Коринна сдержала обещание: позванивала и, чтобы показать, какие они близкие друзья, посвящала его в свои бурные отношения с тем самым дантистом, которого голыми руками не возьмешь. Он измучил ее, но она ничего не могла с собой поделать, просто потеряла голову. Жан-Клод хмуро поддакивал, кашлял, объяснял, что лимфаденома ослабляет иммунную систему.
Однажды она попросила у него совета.

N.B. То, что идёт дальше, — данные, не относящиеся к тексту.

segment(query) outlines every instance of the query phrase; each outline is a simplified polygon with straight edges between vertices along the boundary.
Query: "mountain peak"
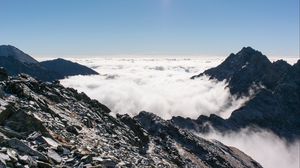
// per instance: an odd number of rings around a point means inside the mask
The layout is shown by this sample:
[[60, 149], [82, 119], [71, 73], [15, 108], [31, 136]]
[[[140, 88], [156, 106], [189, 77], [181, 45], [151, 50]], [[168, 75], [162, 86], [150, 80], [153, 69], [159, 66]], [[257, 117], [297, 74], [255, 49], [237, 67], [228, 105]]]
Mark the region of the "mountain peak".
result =
[[262, 84], [269, 89], [274, 88], [290, 67], [284, 61], [272, 63], [260, 51], [243, 47], [238, 53], [230, 54], [219, 66], [193, 76], [192, 79], [208, 75], [219, 81], [227, 80], [232, 94], [247, 95], [253, 84]]
[[13, 57], [14, 59], [23, 63], [38, 63], [37, 60], [12, 45], [0, 45], [0, 56]]
[[236, 59], [240, 63], [243, 64], [248, 62], [248, 63], [256, 63], [256, 62], [268, 62], [269, 59], [263, 55], [260, 51], [255, 50], [251, 47], [243, 47], [237, 54], [233, 54], [231, 57], [228, 57], [228, 59]]
[[260, 53], [260, 54], [262, 54], [260, 51], [258, 51], [258, 50], [255, 50], [255, 49], [253, 49], [252, 47], [243, 47], [242, 49], [241, 49], [241, 51], [239, 51], [238, 53], [237, 53], [237, 55], [245, 55], [245, 54], [247, 54], [247, 55], [251, 55], [251, 54], [254, 54], [254, 53]]

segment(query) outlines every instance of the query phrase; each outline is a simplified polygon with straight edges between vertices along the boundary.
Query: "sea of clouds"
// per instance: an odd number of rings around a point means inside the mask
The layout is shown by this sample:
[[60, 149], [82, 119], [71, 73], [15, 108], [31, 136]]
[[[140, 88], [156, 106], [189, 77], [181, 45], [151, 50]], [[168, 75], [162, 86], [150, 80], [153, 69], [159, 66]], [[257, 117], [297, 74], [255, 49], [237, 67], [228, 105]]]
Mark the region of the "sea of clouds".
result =
[[[199, 115], [217, 114], [228, 118], [231, 112], [248, 97], [236, 98], [218, 82], [201, 77], [190, 77], [217, 66], [220, 57], [113, 57], [71, 58], [72, 61], [93, 68], [100, 75], [73, 76], [61, 80], [67, 87], [85, 92], [99, 100], [114, 114], [134, 116], [145, 110], [170, 119], [172, 116], [197, 118]], [[273, 58], [276, 60], [277, 58]], [[294, 63], [297, 59], [287, 60]], [[226, 145], [237, 147], [267, 168], [299, 167], [299, 142], [287, 144], [271, 132], [241, 130], [208, 135]]]
[[300, 167], [300, 141], [288, 143], [270, 131], [245, 128], [239, 132], [212, 131], [198, 136], [236, 147], [265, 168]]
[[[78, 61], [78, 60], [77, 60]], [[247, 98], [232, 96], [225, 81], [190, 77], [221, 58], [98, 58], [79, 60], [100, 75], [73, 76], [61, 83], [107, 105], [113, 114], [145, 110], [164, 118], [218, 114], [224, 118]]]

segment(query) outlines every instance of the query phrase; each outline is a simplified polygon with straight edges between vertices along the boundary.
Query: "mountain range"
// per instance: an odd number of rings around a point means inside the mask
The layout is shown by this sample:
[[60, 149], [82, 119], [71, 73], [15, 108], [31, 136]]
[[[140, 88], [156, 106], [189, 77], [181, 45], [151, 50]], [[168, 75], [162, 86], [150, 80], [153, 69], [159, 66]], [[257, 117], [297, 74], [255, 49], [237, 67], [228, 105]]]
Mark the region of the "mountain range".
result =
[[263, 128], [289, 141], [300, 137], [300, 60], [290, 65], [283, 60], [270, 62], [261, 52], [245, 47], [230, 54], [215, 68], [191, 77], [207, 75], [211, 80], [226, 80], [236, 96], [254, 95], [228, 119], [201, 115], [197, 119], [173, 117], [177, 126], [196, 132], [238, 131]]
[[271, 62], [251, 47], [191, 77], [225, 80], [232, 95], [251, 96], [228, 119], [163, 120], [145, 111], [113, 117], [85, 93], [45, 82], [93, 70], [63, 59], [38, 62], [13, 46], [1, 46], [0, 55], [0, 167], [261, 167], [195, 133], [262, 128], [288, 141], [300, 136], [300, 61]]
[[29, 74], [42, 81], [55, 81], [72, 75], [96, 75], [96, 71], [64, 59], [38, 62], [11, 45], [0, 46], [0, 67], [9, 75]]

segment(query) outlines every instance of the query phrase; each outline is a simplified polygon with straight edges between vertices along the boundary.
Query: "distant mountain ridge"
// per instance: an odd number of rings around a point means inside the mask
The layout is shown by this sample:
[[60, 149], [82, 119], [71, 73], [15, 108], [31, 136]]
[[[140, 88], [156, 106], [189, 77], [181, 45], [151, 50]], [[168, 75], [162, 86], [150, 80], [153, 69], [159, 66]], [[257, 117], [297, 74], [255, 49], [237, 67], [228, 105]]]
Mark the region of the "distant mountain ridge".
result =
[[11, 45], [0, 45], [0, 56], [13, 57], [22, 63], [39, 63], [37, 60]]
[[220, 132], [258, 127], [287, 140], [300, 138], [300, 60], [293, 66], [283, 60], [271, 63], [261, 52], [247, 47], [192, 79], [202, 75], [226, 80], [236, 95], [247, 95], [253, 85], [264, 87], [228, 119], [214, 114], [195, 120], [173, 117], [171, 121], [177, 126], [201, 133], [210, 131], [208, 124]]
[[64, 76], [98, 74], [97, 72], [86, 66], [64, 60], [62, 58], [43, 61], [40, 62], [40, 64], [48, 70], [63, 74]]
[[26, 73], [42, 81], [54, 81], [72, 75], [98, 74], [86, 66], [61, 58], [38, 62], [11, 45], [0, 46], [0, 67], [4, 67], [9, 75]]

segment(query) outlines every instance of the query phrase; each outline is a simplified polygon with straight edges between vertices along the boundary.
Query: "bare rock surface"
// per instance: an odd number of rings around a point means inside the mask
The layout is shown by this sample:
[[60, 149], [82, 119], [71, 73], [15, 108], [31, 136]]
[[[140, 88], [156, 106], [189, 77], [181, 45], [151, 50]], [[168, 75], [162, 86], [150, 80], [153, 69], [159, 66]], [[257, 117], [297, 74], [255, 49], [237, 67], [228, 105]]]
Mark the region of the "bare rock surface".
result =
[[236, 148], [22, 74], [0, 82], [0, 167], [261, 167]]

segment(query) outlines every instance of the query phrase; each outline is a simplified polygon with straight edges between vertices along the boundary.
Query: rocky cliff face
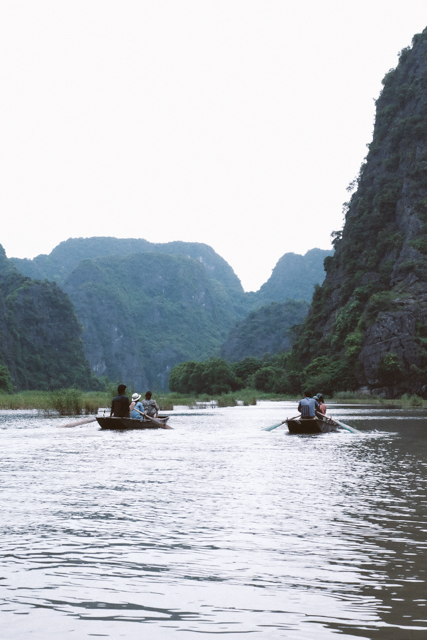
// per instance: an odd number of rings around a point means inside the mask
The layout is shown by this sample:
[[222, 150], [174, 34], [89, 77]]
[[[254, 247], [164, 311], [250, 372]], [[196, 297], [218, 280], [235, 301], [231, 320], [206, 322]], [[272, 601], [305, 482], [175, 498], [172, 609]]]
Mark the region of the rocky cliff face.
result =
[[167, 388], [175, 364], [214, 354], [236, 321], [224, 288], [180, 255], [84, 260], [63, 288], [92, 370], [139, 390]]
[[[211, 247], [193, 242], [73, 238], [49, 255], [11, 262], [69, 294], [94, 373], [143, 389], [166, 388], [169, 371], [179, 362], [218, 354], [230, 329], [249, 311], [292, 296], [310, 299], [330, 254], [320, 249], [305, 256], [285, 254], [256, 293], [244, 293], [230, 265]], [[261, 311], [268, 330], [252, 335], [260, 320], [249, 320], [233, 333], [227, 353], [262, 355], [289, 348], [287, 332], [301, 322], [302, 307], [305, 313], [308, 303], [289, 303], [279, 314], [277, 308]]]
[[257, 306], [285, 300], [311, 302], [316, 284], [325, 279], [323, 262], [333, 250], [310, 249], [303, 256], [285, 253], [277, 262], [270, 278], [252, 294]]
[[17, 389], [93, 388], [82, 328], [53, 282], [23, 276], [0, 245], [0, 365]]
[[295, 353], [303, 364], [340, 359], [348, 384], [394, 396], [427, 383], [427, 29], [383, 85], [369, 153]]
[[221, 358], [237, 362], [249, 356], [289, 351], [292, 347], [290, 329], [305, 319], [310, 304], [305, 300], [272, 302], [252, 311], [229, 333], [221, 347]]

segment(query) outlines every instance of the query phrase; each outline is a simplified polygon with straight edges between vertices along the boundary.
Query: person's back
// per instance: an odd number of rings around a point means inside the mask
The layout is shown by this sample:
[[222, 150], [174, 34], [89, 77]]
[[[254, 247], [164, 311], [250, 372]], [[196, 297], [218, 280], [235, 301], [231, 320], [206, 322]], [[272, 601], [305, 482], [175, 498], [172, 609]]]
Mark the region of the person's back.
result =
[[320, 409], [320, 405], [314, 398], [311, 398], [308, 392], [304, 393], [304, 398], [299, 401], [298, 411], [301, 418], [315, 418], [316, 410]]
[[129, 398], [125, 396], [126, 385], [119, 384], [117, 387], [118, 395], [111, 402], [110, 416], [115, 418], [129, 418]]
[[150, 416], [150, 418], [157, 418], [157, 415], [159, 413], [159, 405], [155, 400], [152, 399], [152, 395], [153, 394], [151, 393], [151, 391], [147, 391], [147, 393], [145, 394], [145, 400], [142, 401], [142, 404], [144, 406], [144, 413], [147, 416]]

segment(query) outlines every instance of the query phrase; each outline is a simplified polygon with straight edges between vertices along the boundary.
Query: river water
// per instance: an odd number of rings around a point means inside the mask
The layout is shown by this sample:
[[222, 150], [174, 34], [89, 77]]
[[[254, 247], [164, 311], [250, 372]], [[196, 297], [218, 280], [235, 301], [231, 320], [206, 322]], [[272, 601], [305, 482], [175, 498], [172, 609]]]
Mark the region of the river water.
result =
[[292, 403], [112, 432], [2, 412], [0, 636], [427, 637], [427, 413]]

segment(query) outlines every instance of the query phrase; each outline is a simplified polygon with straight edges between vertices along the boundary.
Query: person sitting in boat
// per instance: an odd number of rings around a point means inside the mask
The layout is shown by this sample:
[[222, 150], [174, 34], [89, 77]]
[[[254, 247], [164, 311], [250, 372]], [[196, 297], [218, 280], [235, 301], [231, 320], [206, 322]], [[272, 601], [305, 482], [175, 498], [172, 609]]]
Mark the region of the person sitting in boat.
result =
[[301, 413], [301, 418], [315, 418], [316, 411], [320, 410], [320, 404], [311, 397], [309, 391], [304, 391], [304, 398], [299, 401], [298, 411]]
[[129, 407], [130, 417], [135, 418], [136, 420], [142, 420], [142, 414], [144, 413], [142, 402], [139, 402], [140, 397], [140, 394], [134, 393], [132, 396], [131, 405]]
[[119, 384], [117, 387], [118, 395], [113, 398], [111, 402], [110, 417], [115, 418], [129, 418], [129, 398], [125, 396], [126, 385]]
[[142, 404], [144, 406], [144, 413], [149, 416], [150, 418], [157, 418], [157, 416], [159, 415], [159, 410], [160, 407], [157, 404], [157, 402], [152, 399], [153, 394], [151, 393], [151, 391], [147, 391], [147, 393], [145, 394], [145, 400], [142, 401]]
[[323, 401], [323, 395], [321, 393], [318, 393], [314, 397], [315, 397], [315, 399], [317, 400], [317, 402], [320, 405], [320, 409], [319, 409], [320, 413], [325, 415], [326, 414], [326, 404]]

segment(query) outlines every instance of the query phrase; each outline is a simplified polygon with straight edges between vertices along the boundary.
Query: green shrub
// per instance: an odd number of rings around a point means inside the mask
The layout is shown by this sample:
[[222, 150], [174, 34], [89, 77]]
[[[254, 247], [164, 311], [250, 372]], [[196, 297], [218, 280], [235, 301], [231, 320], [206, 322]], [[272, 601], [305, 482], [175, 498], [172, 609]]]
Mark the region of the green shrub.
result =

Кабинет, которым они с Реми владели на паях в Женеве, был продан. Коринна получила свою долю, составившую 900 000 франков, и подумывала вложить их в новый кабинет, объединившись с кем-нибудь другим, но предпочитала не торопиться, а чтобы деньги не лежали зря на ее текущем счету, хотела выгодно поместить их. Известные ей инвестиционные компании предлагали небольшой процент. Может быть, «старший брат» предложит что-нибудь получше? Разумеется, он предложил. Швейцарский банк «УОБ», набережная Берг, Женева, 18 % годовых. Он прилетел в Париж, пошел с ней в банк, где она сняла со счета 900 000 франков наличными, и вылетел обратно как в кино, с чемоданчиком, набитым банкнотами. Без расписки, без каких-либо документов. Он помнит, что сказал тогда: «Если со мной что-нибудь случится, ты потеряешь свои деньги». На что она ответила нежно (такова его версия): «Если с тобой что-нибудь случится, о деньгах я пожалею в последнюю очередь».
Впервые он дурачил не стариков из числа своих родственников, которые всего лишь заботились о преумножении своего наследства, а молодую, дееспособную женщину, нуждавшуюся в своих деньгах и намеревавшуюся вскоре вернуть их. На этом пункте она особо настаивала: ручается ли он, что деньги можно будет забрать сразу, как только они ей понадобятся? И он подтвердил. Между тем положение у него было аховое. От свалившегося на него богатства — денег матери Флоранс — практически ничего не осталось. За два последних года его расходы резко возросли. В Превесене ему приходилось жить сообразно статусу людей своего круга: он платил 8000 франков в месяц за дом, купил джип за 200 000 франков, затем пересел на BMW за 250 000, в Париже деньги утекали рекой на дорогие отели, роскошные рестораны и подарки Коринне. Чтобы продолжать в том же духе, ему необходима была эта сумма, которую он, вернувшись домой, сразу же положил частями на три своих счета в отделениях Парижского национального банка — в Ферне-Вольтере, Лон-ле-Сонье и Женеве. Директор филиала в Ферне, не решаясь поинтересоваться источниками его доходов, давно удивлялся нерегулярности поступлений. Он несколько раз звонил своему клиенту, предлагая сделать вклады, распорядиться деньгами разумнее. Тот отвечал уклончиво, тянул. Больше всего он боялся извещения о закрытии счетов — и на сей раз этого удалось избежать. Но он знал, что получил лишь отсрочку и, начав тратить деньги Коринны, сделал катастрофу неминуемой.